In any case, Hall’s purpose was not to rule the world, bring back the dinosaurs or even, for that matter, create twins. His concern was to improve the chances of success with in vitro fertilization, the by–now common technique for fertilizing eggs outside the body, growing them on petri dishes and implanting the resulting embryos in the wombs of women who have had trouble conceiving. Overall, GWU has gotten its success rate up to 40 percent, but the figure is dependent on the number of eggs that can be extracted from the woman and fertilized; when only one egg is available, the chances of a successful pregnancy drop to about one in 10. The GWU technique, by providing multiple embryos from a single egg, could if it works-substantially improve the odds for some infertile couples.

There are two views of this development. Stillman’s, naturally, is the lab is helping couples fulfill “one of the most basic, fundamental Darwinian laws…preservation of the species.” Riflin’s is that it is “opening the door to Brave New Worlds…of human eugenics,” in which the random work of natural selection is superseded by a planned program of technologically assisted human breeding. It’s a little hard to imagine plausible scenarios in which Hall’s work could be put to unintended uses, but perhaps not impossible. Most of these involve creating duplicate embryos, implanting one and freezing the other for some future purpose. What if…a couple raised the first child and then decided later that they liked the way he turned out, so they thawed the other and had him, too–creating, in effect, identical twins of different ages? Or the first one develops a fatal illness which can be cured by a transplant from an identical twin–who would have to be sacrificed in the procedure? Or a wife implants the embryo her mother-in-law froze all those years ago, so her husband could have himself for a son? Or the boy grows seven feet tall and signs an NBA contract for $140 million–how much would his twin be worth to some childless couple looking for security for their old age?

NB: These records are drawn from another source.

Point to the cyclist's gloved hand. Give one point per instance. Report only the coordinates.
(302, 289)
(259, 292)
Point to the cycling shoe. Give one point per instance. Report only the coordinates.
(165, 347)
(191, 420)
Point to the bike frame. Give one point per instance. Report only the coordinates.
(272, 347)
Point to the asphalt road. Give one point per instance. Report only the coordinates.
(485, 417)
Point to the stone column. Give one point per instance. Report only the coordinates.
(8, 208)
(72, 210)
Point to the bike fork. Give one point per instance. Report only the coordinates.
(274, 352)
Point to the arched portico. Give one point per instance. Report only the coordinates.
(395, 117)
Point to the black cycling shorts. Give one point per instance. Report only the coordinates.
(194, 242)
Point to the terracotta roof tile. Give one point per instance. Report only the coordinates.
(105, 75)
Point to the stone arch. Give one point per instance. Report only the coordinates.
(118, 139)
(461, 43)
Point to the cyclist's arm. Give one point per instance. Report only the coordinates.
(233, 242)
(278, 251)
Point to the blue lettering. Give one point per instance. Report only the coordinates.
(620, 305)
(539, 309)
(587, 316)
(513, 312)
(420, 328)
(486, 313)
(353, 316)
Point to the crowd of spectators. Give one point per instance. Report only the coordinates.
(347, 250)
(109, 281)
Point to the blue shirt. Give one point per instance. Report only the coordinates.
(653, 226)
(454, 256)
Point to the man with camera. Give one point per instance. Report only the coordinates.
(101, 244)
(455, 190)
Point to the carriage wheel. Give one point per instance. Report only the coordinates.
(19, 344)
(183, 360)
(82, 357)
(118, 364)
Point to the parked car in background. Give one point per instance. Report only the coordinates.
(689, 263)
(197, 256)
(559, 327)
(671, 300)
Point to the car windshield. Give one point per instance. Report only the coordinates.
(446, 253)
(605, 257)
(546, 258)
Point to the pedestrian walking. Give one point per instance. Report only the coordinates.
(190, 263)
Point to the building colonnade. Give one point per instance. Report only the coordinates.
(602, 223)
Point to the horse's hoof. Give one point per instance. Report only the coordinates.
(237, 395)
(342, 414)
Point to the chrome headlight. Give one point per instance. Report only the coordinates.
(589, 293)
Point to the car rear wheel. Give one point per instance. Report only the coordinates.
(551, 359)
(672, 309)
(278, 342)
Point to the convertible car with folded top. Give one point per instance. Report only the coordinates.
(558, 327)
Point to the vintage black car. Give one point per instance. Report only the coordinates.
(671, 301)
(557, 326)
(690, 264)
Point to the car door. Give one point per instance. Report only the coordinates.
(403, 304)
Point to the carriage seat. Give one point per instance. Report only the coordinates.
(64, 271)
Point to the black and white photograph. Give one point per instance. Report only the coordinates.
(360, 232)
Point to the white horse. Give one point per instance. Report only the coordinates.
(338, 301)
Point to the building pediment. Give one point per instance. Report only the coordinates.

Well, we may never know, because at the moment GWU has no plans to take the research any further, and certainly not while Rifkin’s troops are parading outside its gates. “We took one small step,” Stillman says. “If the ‘what if’ is important, let’s debate it in a sane, rational forum.” Unfortunately, the forum in which it is likely to be debated is Congress, which Caplan, the bioethicist, thinks is not going to be much reassurance to people. “If our politicians can’t make up a coherent policy for Haiti…how are we supposed to design our descendants?” Still, all agree that guidelines are needed, because without them, nothing is likely to get done. As a first step, the rules could stipulate that no one should be allowed to clone Hitler, carnivorous dinosaurs or himself And then, if everyone is satisfied with the rules, scientists could get on with work that may save some lives or bring wanted life into the world. Rifkin is right in implying that if Madame Curie had been stopped from fooling around with radium, there might never have been atom bombs. On the other hand, there wouldn’t be X-rays, either.